Whether you look at it as hats you are wearing, plates you are spinning, boxes you fit in, labels that fit...we all have them.  Prioritized in a unique way.  The things that make us so different from the rest of the world.

For once, in the past 24 hours, it has been a sheer delight to feel like one of the group.  For once, I am surrounded by people who totally understand why I write this thing called a blog.  I've heard so many times that it is silly, a time-waster, too intimate, dangerous, pointless, or preposterously self-absorbed.  It is a relief to spend a weekend with others who are using online tools for a specific purpose.

Their stories already fascinate me:  Heather, who unabashedly longs for a macro lens and chronicles a life with one child and a dear husband; the statuesque Miriam, Walking in Christ, trying to transition from sensible to the more amorphous faith-full; Jane, a Registered Dietitian striving to help women understand the underlying spiritual connection that must take first place when it comes to the reverence and restriction of food; Jendi, with more cameras and lenses along than I have children, teaches women to use video to reach people via the internet, and scurries to and fro documenting all the proceedings.

And finally, Melissa, who writes about everything from multi-tasking as a mother of teens to managing her own chronic illness and the ramifications it has for the mundane daily grind as well as the inner spiritual grind that daily transforms us and brings us closer to Christ.  This woman understands, in that deep, experiential way, that once your life has been truly threatened, you live each remaining day with new determination, purpose, joy, and gratitude.

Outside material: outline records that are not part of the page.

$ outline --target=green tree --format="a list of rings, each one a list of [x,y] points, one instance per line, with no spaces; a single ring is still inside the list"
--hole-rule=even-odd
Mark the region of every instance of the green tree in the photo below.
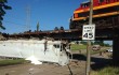
[[[3,16],[6,14],[4,10],[11,10],[12,8],[6,5],[8,0],[0,0],[0,28],[5,30],[5,27],[2,25]]]

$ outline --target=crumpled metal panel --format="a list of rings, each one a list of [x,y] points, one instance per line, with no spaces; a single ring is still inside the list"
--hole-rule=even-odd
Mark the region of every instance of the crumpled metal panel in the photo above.
[[[47,44],[44,43],[45,40],[0,41],[0,56],[25,59],[34,56],[39,61],[55,62],[61,65],[66,65],[69,62],[65,49],[62,49],[61,41],[48,41]]]

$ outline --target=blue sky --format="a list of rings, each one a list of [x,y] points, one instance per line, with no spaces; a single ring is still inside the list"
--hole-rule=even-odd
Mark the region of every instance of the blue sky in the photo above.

This was a peaceful day.  A day of confirmation and rest that yes - it may be out of the ordinary back home - but it is what God is calling me to do right now.  Mark 16:15 commands me to go forth into all the world and preach the Gospel.  Acts 9:25 and Mark 2:1-5 highlight that resourcefulness, creativity, and tenacity are hallmarks of faith.  Instead of riding in dangerous ships, descending walls in baskets, breaking out of prisons thanks to angels, and scratching letters on papyrus scrolls, I was born in an age of computer keyboards and world-wide, instantaneous connection through some magic of airwave physics.  42 million American women now utilize social media - including blogs, Facebook, Twitter, and other interactive forums - at least weekly (that's a little over half of the population of adult women).  No one seems to know how many women write blogs, although 53% use them to gather information.  Although this would seem to make blogging a mainstream activity in our culture, my conference cohorts echo my own experience: women who write online are few and far between, and still an oddity and somewhat misunderstood.

So, it is with the determination, purpose, joy and gratitude granted by these years of cancer suffering that I send out these missives of faith to a silent world of readers.  And pray that God uses some meager, faltering word of mine to reflect His glory and draw many more sons and daughters to Him.  Make me an instrument, Lord - a furiously typing, ferociously loyal, flagrantly unafraid tool in Your grand plan of redemption, sanctification, glorification.